まぁ、聖皇国は割と離れた国ではあるけど、魔人族国も聖王国も、国教としてはどちらも光教会な訳で、まぁ、対立してるってぇ訳でも無いから、構わんだろうとは思っていた訳だが、やはりと言うか何と言うか、それ程問題はなかったみたいだわ。
「この度は、噂に名高き、未だ幼いながらも立派に国を治めていらっしゃる。才女であらせられる女王様に御目文字出来、大変、光栄に存じます」
そう言ってヘンリエッタ王女が頭を下げる。今更だけど、エリスって女王様なんだなと、こうして遜られてるのを見ると、実感が出来るわ。
何せ、俺の前だとあんなんだし、基本的に聖弓に怒られてる印象とかのが強いし。とは言え、確かにこの年で一国の責任を背負ってるってのを考えると、確かに尊敬できる対象ではある。
「そう堅苦しい挨拶は良いのじゃ。聞く所に依れば、オヌシもその若さで、立派な巫女であると聞き及んでおる。何でも、この度はこの街で新たに神殿を開くとか?」
「はい、その通りでございます。有難くもトール様の巫女として指名して頂き……」
そんな指名はした覚えが無いなぁ。そもそも、何で俺個人に巫女よ。
「ほほう? 確かに、オヌシ様が闘神の御子だったとか、なんだとかとは聞いて居ったのじゃ。が、御子の巫女とか、一寸意味不明なのじゃ」
「いえ、トール様が光の神の愛し子で在らせられるのは確かでありますが、それ以外に闘神様の化身とも言える、貴き御方。そんな方にお仕えするのは当たり前ですし、身も心も、お仕え出来る事は誉だと存じます」
「何と言ったのじゃ?」
「よし、一寸待とうか」
いや、確かに俺に仕える様にとかって、あの国王に言われた様な事は聞いてたが、一寸その言い回しだと、色々誤解を与えんかね?
実際、エリス、凄い表情に成ってるし。
「俺が頼んだのは、俺って言うか、この街の教会に祀る神様についての事だよな?」
この辺、色々とややこしい事に成ってるけど、新しい神様の神殿を作るって形で在って、決してそこに祀られるのは俺と言う訳じゃぁ無い筈なんだ。

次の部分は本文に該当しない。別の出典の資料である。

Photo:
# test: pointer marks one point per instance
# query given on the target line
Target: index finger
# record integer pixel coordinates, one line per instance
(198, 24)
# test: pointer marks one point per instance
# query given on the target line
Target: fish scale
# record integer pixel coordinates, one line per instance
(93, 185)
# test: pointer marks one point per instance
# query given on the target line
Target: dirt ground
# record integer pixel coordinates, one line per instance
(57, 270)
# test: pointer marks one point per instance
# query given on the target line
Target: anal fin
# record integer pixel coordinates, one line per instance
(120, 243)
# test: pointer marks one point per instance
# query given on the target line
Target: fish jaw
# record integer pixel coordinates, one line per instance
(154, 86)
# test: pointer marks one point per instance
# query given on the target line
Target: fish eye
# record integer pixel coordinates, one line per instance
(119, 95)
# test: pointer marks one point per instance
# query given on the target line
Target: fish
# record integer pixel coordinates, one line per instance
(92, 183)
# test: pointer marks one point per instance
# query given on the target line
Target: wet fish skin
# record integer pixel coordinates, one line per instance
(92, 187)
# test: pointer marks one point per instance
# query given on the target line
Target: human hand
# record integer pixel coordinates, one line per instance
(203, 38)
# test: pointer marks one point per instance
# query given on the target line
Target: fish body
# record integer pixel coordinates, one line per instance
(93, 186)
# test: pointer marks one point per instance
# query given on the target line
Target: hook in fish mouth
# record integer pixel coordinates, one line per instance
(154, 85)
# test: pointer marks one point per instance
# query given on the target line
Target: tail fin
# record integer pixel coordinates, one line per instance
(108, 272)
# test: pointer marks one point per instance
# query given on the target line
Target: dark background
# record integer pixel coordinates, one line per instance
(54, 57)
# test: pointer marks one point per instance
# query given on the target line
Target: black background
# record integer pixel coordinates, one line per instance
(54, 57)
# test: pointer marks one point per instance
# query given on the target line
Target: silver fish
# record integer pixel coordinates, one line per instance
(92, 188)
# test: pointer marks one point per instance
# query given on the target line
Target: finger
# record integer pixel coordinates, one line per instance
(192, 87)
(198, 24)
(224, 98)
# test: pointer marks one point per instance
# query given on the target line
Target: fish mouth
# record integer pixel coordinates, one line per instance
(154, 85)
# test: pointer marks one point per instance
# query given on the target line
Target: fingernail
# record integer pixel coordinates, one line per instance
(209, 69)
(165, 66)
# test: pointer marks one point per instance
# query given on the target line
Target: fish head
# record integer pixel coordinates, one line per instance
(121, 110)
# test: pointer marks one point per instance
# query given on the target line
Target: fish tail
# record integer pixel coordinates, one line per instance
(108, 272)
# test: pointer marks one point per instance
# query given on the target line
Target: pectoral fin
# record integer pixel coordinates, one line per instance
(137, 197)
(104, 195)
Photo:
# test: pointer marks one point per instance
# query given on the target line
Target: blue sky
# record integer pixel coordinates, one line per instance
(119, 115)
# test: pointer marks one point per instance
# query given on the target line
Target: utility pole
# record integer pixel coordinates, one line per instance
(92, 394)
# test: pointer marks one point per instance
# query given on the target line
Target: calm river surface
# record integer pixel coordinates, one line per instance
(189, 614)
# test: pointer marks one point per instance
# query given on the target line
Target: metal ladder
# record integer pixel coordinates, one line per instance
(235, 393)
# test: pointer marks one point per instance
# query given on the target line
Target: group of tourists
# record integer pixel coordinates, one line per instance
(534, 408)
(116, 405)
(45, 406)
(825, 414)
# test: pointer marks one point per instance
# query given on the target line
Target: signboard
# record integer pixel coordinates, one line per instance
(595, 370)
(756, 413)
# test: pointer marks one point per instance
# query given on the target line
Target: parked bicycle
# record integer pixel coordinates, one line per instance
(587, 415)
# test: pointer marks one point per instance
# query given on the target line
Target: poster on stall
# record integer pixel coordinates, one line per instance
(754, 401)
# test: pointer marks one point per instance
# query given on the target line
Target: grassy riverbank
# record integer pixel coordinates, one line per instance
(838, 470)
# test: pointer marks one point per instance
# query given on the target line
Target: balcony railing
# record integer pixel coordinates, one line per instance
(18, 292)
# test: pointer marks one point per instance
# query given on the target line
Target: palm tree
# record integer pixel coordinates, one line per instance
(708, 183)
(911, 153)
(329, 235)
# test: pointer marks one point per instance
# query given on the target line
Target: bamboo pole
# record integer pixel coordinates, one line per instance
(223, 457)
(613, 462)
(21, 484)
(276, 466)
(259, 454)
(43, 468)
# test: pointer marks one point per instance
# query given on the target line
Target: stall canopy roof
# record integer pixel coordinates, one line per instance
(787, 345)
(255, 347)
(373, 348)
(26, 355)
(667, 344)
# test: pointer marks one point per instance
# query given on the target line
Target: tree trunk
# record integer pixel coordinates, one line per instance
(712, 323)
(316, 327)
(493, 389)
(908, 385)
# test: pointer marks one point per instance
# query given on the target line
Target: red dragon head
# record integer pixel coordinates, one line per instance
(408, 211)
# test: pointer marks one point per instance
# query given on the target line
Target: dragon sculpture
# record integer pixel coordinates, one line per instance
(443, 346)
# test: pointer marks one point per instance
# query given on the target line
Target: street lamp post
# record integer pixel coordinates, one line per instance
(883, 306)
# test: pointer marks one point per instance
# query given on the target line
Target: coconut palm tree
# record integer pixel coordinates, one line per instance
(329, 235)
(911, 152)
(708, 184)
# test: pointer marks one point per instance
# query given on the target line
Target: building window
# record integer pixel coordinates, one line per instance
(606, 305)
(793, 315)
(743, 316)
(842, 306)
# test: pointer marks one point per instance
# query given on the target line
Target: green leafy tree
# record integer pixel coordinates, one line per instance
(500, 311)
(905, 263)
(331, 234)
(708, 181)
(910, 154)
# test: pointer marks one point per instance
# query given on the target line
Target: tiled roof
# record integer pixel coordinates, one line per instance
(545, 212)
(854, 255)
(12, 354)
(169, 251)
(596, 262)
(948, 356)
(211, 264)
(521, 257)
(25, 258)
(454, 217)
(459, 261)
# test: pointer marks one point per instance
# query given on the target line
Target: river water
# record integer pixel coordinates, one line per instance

だから。俺に仕えるとか、ましてそれが身も心もとかって言うのは、ちょっと語弊があると思うんだが!?
「ああ、いえ、誠心誠意と言う意味だったのですが……トール様がお望みなのであれば、私なら……」
「一寸その辺、みっちりと話し合わないといけない気がして来たわ」
「オヌシ様? なのじゃ?」
いや、おおよそ、聖王国国王にその心算が有るって事は薄々分かってたが、俺の方としちゃぁ、そんな心算はない。このあたり、一度本気で話し合わんといけん気がして来たわ。本当に。